Published March 25, 2005. By Howard Meyerson. Outdoor Writer. Grand Rapids Press.
Emotion should not decide dove hunting laws

March 29 is not a date that most remember -- unless they happen to celebrate a birthday. But it is likely to be one that people take note of this year.

It is the last day that dove-hunting opponents can deliver signatures to the state Board of Elections if they hope to get the question on the ballot in 2006.

Anti-dove hunting groups have been mobilized for months, gathering signatures around the state, hoping to overturn the recent law that permits the birds to be killed. They have until March 29 to do it, 90 days from the end of the last legislative session.

It appears they are going to be successful.

Their plan is to deliver the signatures on Monday, March 28, one day before the deadline.

"At this point, we have exceeded our goal of 225,000 signatures and we're still counting," said Julie Baker, on Wednesday evening.

Committee gathers signatures

Baker is the campaign director for The Committee to Restore the Dove Shooting Ban, a coalition of wildlife and birding organizations. It's members include various Audubon groups the Whitefish Point Bird Observatory, animal welfare groups like the Humane Society and animal rights groups like The Fund for Animals.

She was in Lansing on Wednesday night counting the most recent surge of signatures. The group needed to deliver only 158,879 valid signatures, but opted to go for 225,000 in order to provide a cushion.

Once the signatures are filed, the board will certify the question for 2006. If the signatures are found valid, the current law will be suspended.

That means dove hunting will not be allowed in 2005. And the 2006 season will be determined by the voters.

"Everything would cease until it goes to a vote because they are challenging the law," said Al Stewart, the DNR's upland gamebird specialist. "That's the bottom line."

Straight story on doves

The bottom line, perhaps. But not the end. It will now be up to hunting groups and wildlife-management agencies to make sure if this happens, that the public gets the straight scoop on doves.

I am not a dove-hunting enthusiast, as some of you know, but I am opposed to a referendum for determining this question.

We already have a good system for establishing wildlife-policy decisions. It's a system that is open to the public if the public will use it.

It is also a system that the public strongly endorsed in 1996 when it approved Proposal G at the polls -- another referendum that called for wildlife-policy decisions to be made based on sound science by the state's Natural Resources Commission.
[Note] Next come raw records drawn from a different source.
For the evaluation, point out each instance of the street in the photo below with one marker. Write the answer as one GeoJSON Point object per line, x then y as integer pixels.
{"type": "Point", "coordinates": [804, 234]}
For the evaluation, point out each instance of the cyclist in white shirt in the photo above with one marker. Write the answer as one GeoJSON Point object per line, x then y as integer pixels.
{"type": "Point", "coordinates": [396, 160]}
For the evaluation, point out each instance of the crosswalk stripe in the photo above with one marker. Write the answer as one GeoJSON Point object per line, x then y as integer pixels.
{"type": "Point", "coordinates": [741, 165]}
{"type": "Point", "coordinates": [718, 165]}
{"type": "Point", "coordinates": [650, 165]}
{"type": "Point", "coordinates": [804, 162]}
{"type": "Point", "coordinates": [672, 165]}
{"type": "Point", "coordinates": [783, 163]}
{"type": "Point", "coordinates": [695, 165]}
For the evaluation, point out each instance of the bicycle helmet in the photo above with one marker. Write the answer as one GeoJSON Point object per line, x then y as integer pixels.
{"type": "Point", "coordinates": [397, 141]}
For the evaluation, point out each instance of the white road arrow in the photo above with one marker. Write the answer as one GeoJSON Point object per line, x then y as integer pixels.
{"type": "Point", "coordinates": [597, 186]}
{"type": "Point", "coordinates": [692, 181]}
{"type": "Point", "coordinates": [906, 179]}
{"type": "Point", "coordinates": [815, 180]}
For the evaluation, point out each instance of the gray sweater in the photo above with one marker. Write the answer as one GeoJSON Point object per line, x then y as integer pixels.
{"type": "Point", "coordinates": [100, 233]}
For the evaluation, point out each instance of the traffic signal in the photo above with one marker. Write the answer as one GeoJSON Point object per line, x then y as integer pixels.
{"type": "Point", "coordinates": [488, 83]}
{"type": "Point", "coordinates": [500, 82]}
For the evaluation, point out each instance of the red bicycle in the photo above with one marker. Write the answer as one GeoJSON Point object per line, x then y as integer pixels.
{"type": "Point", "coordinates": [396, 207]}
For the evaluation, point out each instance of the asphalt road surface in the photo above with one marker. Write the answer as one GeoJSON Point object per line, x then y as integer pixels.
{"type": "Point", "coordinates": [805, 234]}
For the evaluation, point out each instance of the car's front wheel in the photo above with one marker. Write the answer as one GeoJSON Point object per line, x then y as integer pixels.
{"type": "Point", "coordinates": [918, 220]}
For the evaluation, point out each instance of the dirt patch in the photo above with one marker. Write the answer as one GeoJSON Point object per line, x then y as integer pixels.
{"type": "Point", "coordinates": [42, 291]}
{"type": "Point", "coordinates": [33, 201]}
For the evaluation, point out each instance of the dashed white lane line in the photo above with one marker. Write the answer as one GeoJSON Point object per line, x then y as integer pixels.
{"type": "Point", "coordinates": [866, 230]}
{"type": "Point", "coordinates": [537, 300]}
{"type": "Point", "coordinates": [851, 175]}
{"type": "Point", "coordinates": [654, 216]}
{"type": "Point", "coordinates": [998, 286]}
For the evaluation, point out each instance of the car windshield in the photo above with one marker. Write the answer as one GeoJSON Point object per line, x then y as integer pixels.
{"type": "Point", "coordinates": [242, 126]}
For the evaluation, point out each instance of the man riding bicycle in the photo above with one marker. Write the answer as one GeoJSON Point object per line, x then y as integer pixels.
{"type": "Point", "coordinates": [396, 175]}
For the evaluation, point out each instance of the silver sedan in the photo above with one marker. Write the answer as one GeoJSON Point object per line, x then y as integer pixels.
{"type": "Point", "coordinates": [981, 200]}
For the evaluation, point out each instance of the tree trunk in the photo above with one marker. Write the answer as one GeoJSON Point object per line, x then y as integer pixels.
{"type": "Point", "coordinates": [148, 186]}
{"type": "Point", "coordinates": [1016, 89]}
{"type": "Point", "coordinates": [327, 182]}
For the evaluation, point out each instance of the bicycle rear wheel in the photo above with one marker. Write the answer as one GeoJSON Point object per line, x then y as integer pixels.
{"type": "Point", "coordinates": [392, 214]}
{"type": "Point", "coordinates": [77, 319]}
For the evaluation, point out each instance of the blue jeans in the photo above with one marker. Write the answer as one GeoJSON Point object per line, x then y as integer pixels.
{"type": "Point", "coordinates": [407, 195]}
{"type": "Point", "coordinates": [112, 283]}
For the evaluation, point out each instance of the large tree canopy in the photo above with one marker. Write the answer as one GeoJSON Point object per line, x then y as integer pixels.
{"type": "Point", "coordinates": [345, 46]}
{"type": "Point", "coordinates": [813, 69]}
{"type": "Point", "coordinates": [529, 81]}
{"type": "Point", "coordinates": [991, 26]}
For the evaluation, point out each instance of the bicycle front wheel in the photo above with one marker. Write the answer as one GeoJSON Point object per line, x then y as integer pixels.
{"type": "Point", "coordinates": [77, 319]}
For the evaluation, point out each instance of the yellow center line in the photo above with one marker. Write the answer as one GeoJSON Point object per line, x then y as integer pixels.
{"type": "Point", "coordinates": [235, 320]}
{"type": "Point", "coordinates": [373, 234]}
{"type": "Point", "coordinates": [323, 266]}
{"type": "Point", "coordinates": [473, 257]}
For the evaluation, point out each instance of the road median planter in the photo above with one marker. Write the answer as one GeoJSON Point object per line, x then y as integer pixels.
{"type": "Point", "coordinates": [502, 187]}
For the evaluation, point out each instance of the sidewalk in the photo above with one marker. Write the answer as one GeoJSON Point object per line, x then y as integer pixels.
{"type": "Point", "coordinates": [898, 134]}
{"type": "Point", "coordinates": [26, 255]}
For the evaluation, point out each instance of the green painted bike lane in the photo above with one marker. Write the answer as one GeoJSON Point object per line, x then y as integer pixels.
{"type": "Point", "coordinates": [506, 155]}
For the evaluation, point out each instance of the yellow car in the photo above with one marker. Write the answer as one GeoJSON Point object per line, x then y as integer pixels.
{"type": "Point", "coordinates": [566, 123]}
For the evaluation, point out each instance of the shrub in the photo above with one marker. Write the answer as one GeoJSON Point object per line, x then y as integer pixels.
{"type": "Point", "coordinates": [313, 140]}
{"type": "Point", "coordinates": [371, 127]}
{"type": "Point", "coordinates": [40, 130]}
I have to hand it to the dove-hunting opponents. I didn't think they could pull the numbers. But if their signatures prove valid they will have exemplified all that is good about a democracy. They will have channeled their concern constructively and elevated it to a statewide vote. That is the highest form of praise for our system of government.

But having said that I continue to believe a referendum on this would be a mistake, an open door leading to a slippery slope where wildlife policies get determined by emotional appeals at the supermarket or by private citizens with enough money to mount a effective PR campaign rather than based on sound science with the input of concerned citizens.
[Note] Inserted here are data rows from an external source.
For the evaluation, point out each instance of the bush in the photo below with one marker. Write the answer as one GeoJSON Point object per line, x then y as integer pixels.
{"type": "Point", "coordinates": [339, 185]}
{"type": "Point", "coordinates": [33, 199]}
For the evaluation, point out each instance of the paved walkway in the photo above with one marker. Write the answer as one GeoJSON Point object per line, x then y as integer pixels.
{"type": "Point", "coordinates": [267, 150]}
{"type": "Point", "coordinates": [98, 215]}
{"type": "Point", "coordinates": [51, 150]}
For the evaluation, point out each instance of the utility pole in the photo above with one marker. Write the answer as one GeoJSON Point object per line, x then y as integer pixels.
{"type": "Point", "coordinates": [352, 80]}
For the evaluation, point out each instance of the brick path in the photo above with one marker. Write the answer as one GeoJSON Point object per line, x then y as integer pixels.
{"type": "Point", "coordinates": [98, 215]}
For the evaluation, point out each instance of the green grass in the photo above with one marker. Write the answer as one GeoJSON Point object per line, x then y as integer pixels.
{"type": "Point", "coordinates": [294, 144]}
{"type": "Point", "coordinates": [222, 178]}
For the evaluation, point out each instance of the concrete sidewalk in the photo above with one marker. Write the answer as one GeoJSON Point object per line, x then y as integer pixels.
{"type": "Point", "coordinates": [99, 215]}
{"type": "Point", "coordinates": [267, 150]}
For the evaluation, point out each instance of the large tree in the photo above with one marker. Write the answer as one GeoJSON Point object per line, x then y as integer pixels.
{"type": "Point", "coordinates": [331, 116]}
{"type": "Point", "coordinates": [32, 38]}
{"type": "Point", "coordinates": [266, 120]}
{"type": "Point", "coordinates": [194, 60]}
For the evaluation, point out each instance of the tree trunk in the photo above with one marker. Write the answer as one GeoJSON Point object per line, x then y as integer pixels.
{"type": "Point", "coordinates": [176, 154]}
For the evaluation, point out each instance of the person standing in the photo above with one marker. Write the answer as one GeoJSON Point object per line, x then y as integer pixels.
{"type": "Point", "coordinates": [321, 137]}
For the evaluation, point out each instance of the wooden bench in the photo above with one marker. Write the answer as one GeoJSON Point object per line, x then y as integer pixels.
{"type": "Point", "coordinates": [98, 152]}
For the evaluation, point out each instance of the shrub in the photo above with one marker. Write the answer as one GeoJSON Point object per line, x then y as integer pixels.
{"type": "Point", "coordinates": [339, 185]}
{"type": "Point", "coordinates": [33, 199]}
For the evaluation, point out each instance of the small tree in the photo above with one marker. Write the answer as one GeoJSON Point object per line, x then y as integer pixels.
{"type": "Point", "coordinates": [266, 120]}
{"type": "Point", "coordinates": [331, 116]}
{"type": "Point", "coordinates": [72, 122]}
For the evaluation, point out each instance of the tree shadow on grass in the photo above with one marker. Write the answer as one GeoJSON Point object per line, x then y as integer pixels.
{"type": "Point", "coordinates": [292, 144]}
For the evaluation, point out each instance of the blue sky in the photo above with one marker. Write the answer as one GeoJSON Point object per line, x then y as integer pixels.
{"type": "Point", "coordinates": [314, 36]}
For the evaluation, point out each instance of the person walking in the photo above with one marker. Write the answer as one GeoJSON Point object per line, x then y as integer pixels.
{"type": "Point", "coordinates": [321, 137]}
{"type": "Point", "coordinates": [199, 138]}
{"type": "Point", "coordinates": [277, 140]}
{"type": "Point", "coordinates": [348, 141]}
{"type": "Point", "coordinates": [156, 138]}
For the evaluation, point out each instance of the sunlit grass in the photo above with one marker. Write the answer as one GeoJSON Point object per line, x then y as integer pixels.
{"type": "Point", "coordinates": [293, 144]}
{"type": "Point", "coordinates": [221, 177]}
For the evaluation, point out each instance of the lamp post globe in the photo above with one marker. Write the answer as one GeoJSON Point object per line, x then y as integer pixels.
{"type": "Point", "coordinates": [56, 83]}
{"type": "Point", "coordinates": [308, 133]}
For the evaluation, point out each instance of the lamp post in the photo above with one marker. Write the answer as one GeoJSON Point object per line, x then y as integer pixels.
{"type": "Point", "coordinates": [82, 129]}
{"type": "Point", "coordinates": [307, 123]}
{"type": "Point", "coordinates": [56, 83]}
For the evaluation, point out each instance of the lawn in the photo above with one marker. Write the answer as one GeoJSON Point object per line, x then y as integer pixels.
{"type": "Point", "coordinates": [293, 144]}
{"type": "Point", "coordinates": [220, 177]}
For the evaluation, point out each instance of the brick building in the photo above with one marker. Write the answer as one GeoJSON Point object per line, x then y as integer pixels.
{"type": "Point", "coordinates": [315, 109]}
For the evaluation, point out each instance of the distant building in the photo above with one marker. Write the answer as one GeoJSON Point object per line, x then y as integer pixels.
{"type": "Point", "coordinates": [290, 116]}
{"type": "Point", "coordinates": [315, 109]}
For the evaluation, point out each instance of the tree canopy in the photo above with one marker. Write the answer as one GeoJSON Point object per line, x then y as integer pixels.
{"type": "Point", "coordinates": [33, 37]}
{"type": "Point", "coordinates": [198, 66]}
Don't like hunting toads? Let's vote on it. Raccoon hunting galls you? Cast your ballot. The public voted in 1996 on Proposal G. Now some don't like one outcome, so they want to go back to the polls.

That's pathetic.

Dove hunters have pooh-poohed the emotional appeals and concerns of their opponents. They dismiss the affinity people have for songbirds and backyard friends. They are also wrong to suggest it has no place in the discussion.

There should be a place for the emotional content. It is a life-and-death decision, after all -- not simply cold numbers cloaked in euphemistic phrases like harvest and yield. Hunting doves is not about managing the population the way we do for deer or bear. It's about a decision to shoot a songbird for sport.

Those emotional voices are the conscience of our society talking. That is something that responsible policy makers need to hear. If they don't have a stomach for it, they are in the wrong job.

Animals and birds that the state manages are not the exclusive domain of those that hunt, a steadily shrinking portion of the population. They are the property of the state and all who live here. Wildlife-policy makers who do not grasp that fact need to prepare for unwanted results at the polls.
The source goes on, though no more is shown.